Bild: Sobald das erste Kind kommt, fallen egalitär eingestellte Männer in tra…
Männer in Deutschland sind von der Gleichstellungspolitik in Deutschland zu
großen Teilen enttäuscht. Aber nicht, weil sich „die Politik“ vor allem
etwa für alleinerziehende Mütter oder für eine wie auch immer geartete
Identitätspolitik engagiert, was bekanntermaßen vor allem weiße, mittelalte
cis-Männer kritisieren. Nein, jene Männer, die die aktuelle
Gleichstellungspolitik beanstanden, beklagen, es gebe zu wenig davon. Das
ist überraschend, aber trotzdem ein Ergebnis einer neuen repräsentativen
Umfrage des Delta-Instituts für Sozial- und Ökologieforschung im Auftrag
des profeministischen Bundesforums Männer. Autor der Studie, die am Freitag
vorgestellt wird, ist [1][Carsten Wippermann, der als Soziologe seit
Jahrzehnten zu Geschlechterverhältnissen, Frauen in Führungspositionen,
Lohngerechtigkeit] forscht.
Der Bericht ist der dritte Teil einer [2][Langzeitbefragung von Männern und
Frauen, die bereits 2007 begann]. Die jetzige Studie ist geprägt von
globalen Ereignissen wie der Coronapandemie sowie den beiden Kriegen in der
Ukraine und in Nahost, Energiekrise und Inflation.
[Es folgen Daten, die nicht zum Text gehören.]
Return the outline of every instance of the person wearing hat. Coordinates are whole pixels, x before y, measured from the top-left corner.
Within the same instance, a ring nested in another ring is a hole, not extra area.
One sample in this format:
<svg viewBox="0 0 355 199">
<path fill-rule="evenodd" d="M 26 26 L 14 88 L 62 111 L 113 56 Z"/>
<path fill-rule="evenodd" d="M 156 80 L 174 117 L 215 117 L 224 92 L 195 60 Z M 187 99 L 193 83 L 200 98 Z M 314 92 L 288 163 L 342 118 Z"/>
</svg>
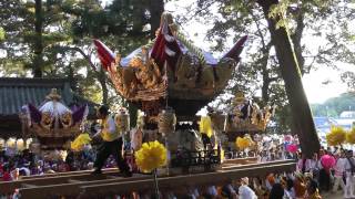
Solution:
<svg viewBox="0 0 355 199">
<path fill-rule="evenodd" d="M 303 199 L 306 192 L 306 185 L 304 182 L 304 177 L 302 172 L 295 174 L 294 189 L 296 198 Z"/>
<path fill-rule="evenodd" d="M 240 199 L 257 199 L 255 192 L 248 187 L 248 178 L 241 178 L 241 187 L 239 188 Z"/>
<path fill-rule="evenodd" d="M 114 118 L 110 116 L 109 108 L 102 105 L 97 112 L 98 118 L 101 119 L 102 128 L 94 135 L 101 136 L 103 142 L 98 147 L 97 159 L 94 161 L 93 175 L 102 174 L 101 168 L 110 155 L 113 155 L 120 171 L 124 177 L 131 177 L 130 167 L 122 157 L 123 139 L 120 132 L 116 129 Z"/>
<path fill-rule="evenodd" d="M 345 155 L 344 153 L 339 151 L 337 154 L 338 158 L 336 160 L 336 164 L 335 164 L 335 167 L 334 167 L 334 184 L 333 184 L 333 192 L 336 192 L 337 189 L 339 188 L 339 186 L 342 187 L 342 190 L 344 191 L 345 190 L 345 184 L 344 184 L 344 180 L 343 180 L 343 176 L 345 174 L 345 163 L 346 163 L 346 159 L 345 159 Z"/>
</svg>

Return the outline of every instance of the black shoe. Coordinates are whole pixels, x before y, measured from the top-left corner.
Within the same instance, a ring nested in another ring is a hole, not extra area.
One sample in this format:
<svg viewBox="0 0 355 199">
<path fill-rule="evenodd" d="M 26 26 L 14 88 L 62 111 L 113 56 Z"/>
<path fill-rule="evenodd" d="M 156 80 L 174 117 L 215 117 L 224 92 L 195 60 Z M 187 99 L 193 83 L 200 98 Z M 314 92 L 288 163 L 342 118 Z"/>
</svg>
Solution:
<svg viewBox="0 0 355 199">
<path fill-rule="evenodd" d="M 123 172 L 123 178 L 130 178 L 132 176 L 133 176 L 133 174 L 131 171 Z"/>
<path fill-rule="evenodd" d="M 101 169 L 94 169 L 92 172 L 90 172 L 91 175 L 102 175 L 102 170 Z"/>
</svg>

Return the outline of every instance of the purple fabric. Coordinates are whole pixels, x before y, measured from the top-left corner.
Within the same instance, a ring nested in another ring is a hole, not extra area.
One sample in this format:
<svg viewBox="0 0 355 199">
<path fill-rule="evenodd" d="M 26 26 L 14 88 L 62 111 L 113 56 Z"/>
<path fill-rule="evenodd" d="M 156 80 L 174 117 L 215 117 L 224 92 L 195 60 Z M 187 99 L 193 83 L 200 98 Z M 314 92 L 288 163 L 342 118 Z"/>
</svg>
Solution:
<svg viewBox="0 0 355 199">
<path fill-rule="evenodd" d="M 42 118 L 40 111 L 38 111 L 37 107 L 33 106 L 32 104 L 29 104 L 29 111 L 30 111 L 31 121 L 34 123 L 40 123 Z"/>
<path fill-rule="evenodd" d="M 77 112 L 80 108 L 79 105 L 74 104 L 70 107 L 70 109 L 72 111 L 72 113 Z"/>
<path fill-rule="evenodd" d="M 82 118 L 84 117 L 85 111 L 87 111 L 87 105 L 83 105 L 73 112 L 72 114 L 73 124 L 77 124 L 82 121 Z"/>
</svg>

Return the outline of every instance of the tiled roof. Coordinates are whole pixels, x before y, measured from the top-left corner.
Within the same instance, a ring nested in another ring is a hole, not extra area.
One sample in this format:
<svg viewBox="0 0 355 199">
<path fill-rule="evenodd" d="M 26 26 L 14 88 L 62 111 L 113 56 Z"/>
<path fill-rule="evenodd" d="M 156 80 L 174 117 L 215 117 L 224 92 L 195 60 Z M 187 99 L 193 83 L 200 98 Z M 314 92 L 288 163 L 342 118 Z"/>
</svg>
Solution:
<svg viewBox="0 0 355 199">
<path fill-rule="evenodd" d="M 72 103 L 90 104 L 72 93 L 65 78 L 14 78 L 0 77 L 0 116 L 18 115 L 24 104 L 39 106 L 50 93 L 57 88 L 65 105 Z"/>
</svg>

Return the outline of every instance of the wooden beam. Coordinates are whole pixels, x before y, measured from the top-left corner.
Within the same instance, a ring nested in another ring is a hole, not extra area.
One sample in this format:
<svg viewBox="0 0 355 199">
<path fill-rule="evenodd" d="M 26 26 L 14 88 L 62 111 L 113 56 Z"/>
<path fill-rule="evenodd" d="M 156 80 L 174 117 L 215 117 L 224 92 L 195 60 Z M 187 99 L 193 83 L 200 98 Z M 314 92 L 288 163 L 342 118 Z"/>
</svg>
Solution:
<svg viewBox="0 0 355 199">
<path fill-rule="evenodd" d="M 295 163 L 285 163 L 278 165 L 242 168 L 227 171 L 196 174 L 187 176 L 164 177 L 159 178 L 159 187 L 161 189 L 174 189 L 179 186 L 203 186 L 203 185 L 219 185 L 229 182 L 233 179 L 242 177 L 266 176 L 270 172 L 292 171 L 295 169 Z M 132 180 L 128 182 L 111 182 L 101 185 L 81 186 L 81 198 L 90 198 L 92 196 L 105 196 L 108 193 L 126 193 L 132 191 L 153 190 L 153 179 Z"/>
<path fill-rule="evenodd" d="M 174 189 L 175 186 L 186 185 L 204 185 L 211 182 L 223 182 L 231 179 L 237 179 L 244 176 L 264 176 L 267 172 L 291 171 L 295 169 L 294 160 L 268 161 L 262 164 L 250 164 L 229 166 L 224 170 L 216 172 L 203 172 L 186 176 L 174 177 L 159 177 L 159 185 L 163 189 Z M 31 184 L 37 187 L 17 187 L 22 198 L 49 198 L 59 196 L 90 196 L 90 195 L 110 195 L 112 192 L 126 192 L 133 190 L 146 190 L 152 188 L 152 176 L 150 175 L 134 175 L 132 178 L 121 178 L 113 176 L 116 172 L 108 172 L 100 175 L 101 178 L 95 178 L 88 174 L 75 174 L 65 176 L 47 176 L 42 179 L 33 178 L 19 181 L 13 181 L 18 186 L 23 184 Z M 0 190 L 3 189 L 4 184 L 0 184 Z M 122 186 L 122 188 L 121 188 Z M 13 188 L 14 186 L 12 186 Z M 8 193 L 13 192 L 13 189 Z M 3 193 L 0 191 L 0 195 Z M 90 197 L 89 197 L 90 198 Z"/>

Trotz der politisch fragilen Lage finden 84 Prozent der Männer, dass
Gleichstellung wichtig ist für den gesellschaftlichen Zusammenhalt. 2015
waren es 79 Prozent. Allerdings empfinden nur 14 Prozent der Befragten,
dass Frauen und Männer tatsächlich gleichgestellt sind. Mehr noch, eine
Mehrheit bezweifelt, dass „die Verfassungsnorm der Gleichstellung umgesetzt
ist“. So empfinden Männer ausgeweitete Partnermonate als wertvoll und
erachten es als wichtig, mehr [3][Männer für soziale Berufe] zu gewinnen.
Beides liegt allerdings nicht im Fokus der Ampel-Regierung, im Gegenteil:
Auf Initiative der Grünen-Familienministerin Lisa Paus sinkt ab 2014 die
[4][Einkommensgrenze für den Bezug von Elterngeld.] Zudem fordert die
[5][FDP, die 14 Partnermonate bei der Elternzeit auf 12 Monate zu
verkürzen.] Angesichts solcher Einschnitte für Väter wundert es nicht, dass
kinderlose Männer in festen Partnerschaften und mit einem geregelten
Einkommen am stärksten eine progressive Gleichstellungspolitik befürworten.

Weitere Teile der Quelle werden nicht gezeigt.